Reversing.
In this action to recover damages for the unlawful extraction of coal from under their premises, plaintiffs, recovered a judgment for $3,750. Defendant appeals. Appellees claim ownership by adverse possession under color of title. Their ownership was denied, but no claim of title was set up by defendant.
It is first urged that plaintiffs must recover on the strength of their own title, and, failing to show this, appellant was entitled to a peremptory instruction. As to this the proof shows that in 1908 appellees entered into the actual possession of the land in controversy under a deed duly executed, acknowledged, and recorded and have since maintained possession thereof, and that the coal was extracted either in the year 1920 or 1921. It is true that their possession had not at that time ripened into title, but possession under color of title is sufficient to authorize recovery against a wrongdoer. Eureka Coal Mineral Co. v. Johnson,
2. The five-year statute of limitation was pleaded. It appeared that the alleged taking occurred either in 1920 or 1921, and the petition was not filed until January 7, 1927, and it is claimed that the court erred in refusing to instruct the jury peremptorily to find for defendant on this ground. However in the petition the appellees allege that they did not ascertain and had no means of discovering that appellant had removed the coal for which they sued until the year 1923. We have recently *Page 223
held that a plea of the statute may be thus anticipated in the petition. Dowell v. Gray Von Allmen Sanitary Milk Co.,
3. The appellant's witnesses deny extracting any coal from under appellees' premises, and, according to its engineer, who has made surveys both of the surface and of the interior, not over one-quarter of an acre of appellees' premises contained coal that could have been mined profitably. This would not have produced over 1,400 tons; the royalty value being 10 cents a ton.
Appellees' evidence is to the effect that there are two layers of coal, the principal strata being 4 1/2 feet in thickness with a lower strata of 18 inches, both of which could have been profitably mined; that appellant did extract the first strata, leaving it unprofitable to mine the other; that appellees started to mine their own coal in 1923 and ran into the rooms where appellant had extracted the coal; that when thus exposed to the air the earth caved in, but that appellee Hiram Hensley took a tape line, crawled around in the mine and made certain measurements by which he was able to tell that coal had 'been extracted from approximately an acre of his land.

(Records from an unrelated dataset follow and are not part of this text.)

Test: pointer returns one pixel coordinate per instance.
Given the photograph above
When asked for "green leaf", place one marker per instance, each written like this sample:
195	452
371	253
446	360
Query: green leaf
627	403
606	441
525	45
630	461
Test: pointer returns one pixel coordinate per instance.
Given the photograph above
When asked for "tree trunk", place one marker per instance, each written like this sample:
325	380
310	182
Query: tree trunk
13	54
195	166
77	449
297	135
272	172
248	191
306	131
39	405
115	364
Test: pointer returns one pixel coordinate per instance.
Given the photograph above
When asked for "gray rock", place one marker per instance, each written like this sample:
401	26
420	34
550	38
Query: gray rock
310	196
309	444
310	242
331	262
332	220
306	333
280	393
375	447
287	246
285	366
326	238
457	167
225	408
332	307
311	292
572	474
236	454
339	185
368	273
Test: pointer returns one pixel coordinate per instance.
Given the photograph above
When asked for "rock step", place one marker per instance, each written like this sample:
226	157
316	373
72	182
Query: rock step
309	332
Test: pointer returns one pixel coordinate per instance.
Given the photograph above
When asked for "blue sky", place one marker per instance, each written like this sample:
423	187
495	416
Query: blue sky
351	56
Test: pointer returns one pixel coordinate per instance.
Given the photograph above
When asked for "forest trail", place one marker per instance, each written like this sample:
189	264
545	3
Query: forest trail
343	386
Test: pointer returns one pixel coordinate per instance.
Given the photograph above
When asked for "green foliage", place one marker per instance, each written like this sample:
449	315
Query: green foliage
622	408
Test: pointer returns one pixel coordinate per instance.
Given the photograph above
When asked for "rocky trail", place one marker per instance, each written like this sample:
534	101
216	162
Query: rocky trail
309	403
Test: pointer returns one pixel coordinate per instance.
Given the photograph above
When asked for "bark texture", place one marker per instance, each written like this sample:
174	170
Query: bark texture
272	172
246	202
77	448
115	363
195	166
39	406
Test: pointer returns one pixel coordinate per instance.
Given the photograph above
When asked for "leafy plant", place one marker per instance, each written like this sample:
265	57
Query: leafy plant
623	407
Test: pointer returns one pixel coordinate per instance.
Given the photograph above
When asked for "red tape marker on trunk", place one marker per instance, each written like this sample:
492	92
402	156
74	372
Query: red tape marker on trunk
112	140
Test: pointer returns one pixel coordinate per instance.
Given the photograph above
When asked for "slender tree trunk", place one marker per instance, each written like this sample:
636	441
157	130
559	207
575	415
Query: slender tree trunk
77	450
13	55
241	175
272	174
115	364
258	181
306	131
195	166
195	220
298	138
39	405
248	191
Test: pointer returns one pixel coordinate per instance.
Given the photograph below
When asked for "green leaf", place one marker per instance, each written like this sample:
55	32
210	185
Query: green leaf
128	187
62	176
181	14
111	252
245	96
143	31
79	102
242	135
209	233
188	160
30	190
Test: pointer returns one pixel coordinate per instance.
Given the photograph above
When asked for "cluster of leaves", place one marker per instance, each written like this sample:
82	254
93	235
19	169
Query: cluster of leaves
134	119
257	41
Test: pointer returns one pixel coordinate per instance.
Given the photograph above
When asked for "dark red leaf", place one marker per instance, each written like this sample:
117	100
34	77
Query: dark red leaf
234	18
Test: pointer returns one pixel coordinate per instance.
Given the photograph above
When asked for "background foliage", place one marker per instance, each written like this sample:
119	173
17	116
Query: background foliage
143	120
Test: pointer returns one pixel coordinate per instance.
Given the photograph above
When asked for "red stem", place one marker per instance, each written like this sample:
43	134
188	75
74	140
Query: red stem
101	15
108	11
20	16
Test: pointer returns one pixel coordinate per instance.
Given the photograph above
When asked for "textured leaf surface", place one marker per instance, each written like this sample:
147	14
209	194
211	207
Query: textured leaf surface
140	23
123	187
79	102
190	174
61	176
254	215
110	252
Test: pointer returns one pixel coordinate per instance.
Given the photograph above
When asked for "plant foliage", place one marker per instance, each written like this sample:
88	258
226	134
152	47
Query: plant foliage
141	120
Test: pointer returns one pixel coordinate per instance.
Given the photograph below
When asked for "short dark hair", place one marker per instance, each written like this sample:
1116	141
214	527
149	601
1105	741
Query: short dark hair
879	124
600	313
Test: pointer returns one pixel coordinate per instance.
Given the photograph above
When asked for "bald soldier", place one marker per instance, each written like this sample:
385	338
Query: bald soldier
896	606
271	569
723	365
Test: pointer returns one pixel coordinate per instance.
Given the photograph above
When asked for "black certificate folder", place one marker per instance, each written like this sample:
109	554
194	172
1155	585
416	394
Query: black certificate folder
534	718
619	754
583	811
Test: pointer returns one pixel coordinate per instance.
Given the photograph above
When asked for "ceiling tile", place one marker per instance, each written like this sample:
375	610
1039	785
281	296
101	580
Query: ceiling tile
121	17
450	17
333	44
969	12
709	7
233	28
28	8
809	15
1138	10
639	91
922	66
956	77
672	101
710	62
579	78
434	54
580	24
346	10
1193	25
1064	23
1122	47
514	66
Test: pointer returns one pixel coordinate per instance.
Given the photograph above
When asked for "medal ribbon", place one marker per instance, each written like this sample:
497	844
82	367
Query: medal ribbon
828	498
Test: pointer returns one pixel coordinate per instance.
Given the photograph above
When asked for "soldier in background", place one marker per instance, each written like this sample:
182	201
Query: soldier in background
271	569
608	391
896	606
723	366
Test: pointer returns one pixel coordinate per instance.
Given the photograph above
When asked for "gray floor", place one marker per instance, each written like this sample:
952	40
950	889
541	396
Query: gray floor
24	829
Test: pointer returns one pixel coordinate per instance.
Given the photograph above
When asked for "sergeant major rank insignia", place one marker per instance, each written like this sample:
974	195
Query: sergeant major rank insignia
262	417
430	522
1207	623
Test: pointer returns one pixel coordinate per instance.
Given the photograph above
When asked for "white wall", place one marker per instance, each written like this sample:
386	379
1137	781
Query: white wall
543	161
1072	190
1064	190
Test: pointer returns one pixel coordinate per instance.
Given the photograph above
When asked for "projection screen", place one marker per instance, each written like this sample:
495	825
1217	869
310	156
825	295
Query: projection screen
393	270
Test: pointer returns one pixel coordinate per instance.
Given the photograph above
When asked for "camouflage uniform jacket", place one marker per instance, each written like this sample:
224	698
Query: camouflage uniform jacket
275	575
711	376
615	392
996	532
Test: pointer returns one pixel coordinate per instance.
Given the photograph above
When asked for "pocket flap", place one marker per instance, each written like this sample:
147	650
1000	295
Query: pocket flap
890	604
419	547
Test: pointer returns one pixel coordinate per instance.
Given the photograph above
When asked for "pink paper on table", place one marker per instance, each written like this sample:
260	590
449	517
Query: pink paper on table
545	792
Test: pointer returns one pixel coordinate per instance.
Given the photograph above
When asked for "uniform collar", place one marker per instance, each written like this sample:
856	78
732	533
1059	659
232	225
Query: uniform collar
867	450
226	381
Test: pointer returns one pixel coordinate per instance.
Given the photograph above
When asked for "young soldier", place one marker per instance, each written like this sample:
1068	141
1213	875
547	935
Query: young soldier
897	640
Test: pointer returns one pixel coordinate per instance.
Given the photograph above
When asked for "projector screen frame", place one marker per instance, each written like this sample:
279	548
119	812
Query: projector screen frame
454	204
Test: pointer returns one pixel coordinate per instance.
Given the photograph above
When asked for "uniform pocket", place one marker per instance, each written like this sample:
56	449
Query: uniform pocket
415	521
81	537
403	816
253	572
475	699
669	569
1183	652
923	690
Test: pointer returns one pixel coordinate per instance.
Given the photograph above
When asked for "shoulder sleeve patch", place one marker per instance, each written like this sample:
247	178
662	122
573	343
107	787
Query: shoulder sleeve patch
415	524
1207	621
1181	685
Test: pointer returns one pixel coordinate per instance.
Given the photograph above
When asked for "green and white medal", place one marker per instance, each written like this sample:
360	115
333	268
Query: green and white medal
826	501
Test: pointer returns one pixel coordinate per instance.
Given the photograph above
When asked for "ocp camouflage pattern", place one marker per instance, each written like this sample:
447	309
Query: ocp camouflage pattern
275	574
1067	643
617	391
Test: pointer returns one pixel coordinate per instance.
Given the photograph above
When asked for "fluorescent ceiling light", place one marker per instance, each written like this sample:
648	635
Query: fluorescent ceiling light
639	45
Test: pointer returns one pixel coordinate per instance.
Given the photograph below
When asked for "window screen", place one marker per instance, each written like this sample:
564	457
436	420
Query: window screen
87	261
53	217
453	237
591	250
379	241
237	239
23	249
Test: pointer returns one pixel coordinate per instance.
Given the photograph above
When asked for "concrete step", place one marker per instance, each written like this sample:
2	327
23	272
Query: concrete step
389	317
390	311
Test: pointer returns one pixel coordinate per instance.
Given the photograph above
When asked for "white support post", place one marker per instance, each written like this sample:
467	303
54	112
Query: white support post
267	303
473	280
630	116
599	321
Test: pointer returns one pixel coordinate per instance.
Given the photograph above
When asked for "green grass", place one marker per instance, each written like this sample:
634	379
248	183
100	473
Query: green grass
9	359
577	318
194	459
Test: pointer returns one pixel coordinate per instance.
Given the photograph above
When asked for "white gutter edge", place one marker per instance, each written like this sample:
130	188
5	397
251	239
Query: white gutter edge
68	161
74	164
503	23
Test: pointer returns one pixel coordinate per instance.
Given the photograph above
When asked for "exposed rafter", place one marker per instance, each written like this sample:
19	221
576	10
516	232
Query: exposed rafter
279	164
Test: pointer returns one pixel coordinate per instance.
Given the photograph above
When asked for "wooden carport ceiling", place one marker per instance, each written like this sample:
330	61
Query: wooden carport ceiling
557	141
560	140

He also had both the surface and the interior surveyed and a map made. However, the surveyor was not offered as a witness, and the court did not permit the map to be introduced in evidence. He further testified that there was practically an acre of his land embraced within the space between the outcropping and his line adjoining appellant; that there was a subsidence of the surface over a large part of this, it not distinctly appearing how much. He had calculated this as an acre, and, according to the thickness of the two strata, estimated that it would have produced 6,468 tons of coal, that the customary royalty of coal in place in that locality at that time was 50 cents a ton, and that he was thereby damaged $3,234. As to such value he was corroborated by another witness who qualified himself in that respect. The evidence as to the royalty value was competent. The evidence as to the amount of coal extracted is indefinite as it is hard to understand how a person can measure the interior of a mine without a known starting point and surveyor's instruments so as to identify it with a surface location. Also, while it is easy to calculate the amount of coal of a certain *Page 224 thickness in a given area from a surface survey, nevertheless in order to make such calculation the basis of damage, it should be clear that the coal actually extracted was beneath the surface so surveyed. Appellees' testimony does not make this clear. Aside from this, the jury returned a verdict for $3,750 or $500 in excess of his estimate, and it is therefore clearly excessive, and a new trial should be awarded on this ground.
4. In the first instruction the court submitted the question of title paper to the jury. This was erroneous, and will be omitted in another trial, as the only question is whether the appellees were in the actual possession of the boundary described in their deed claiming it thereunder, and if appellants had removed coal therefrom.
Wherefore the judgment is reversed, and cause remanded for proceedings consistent with this opinion.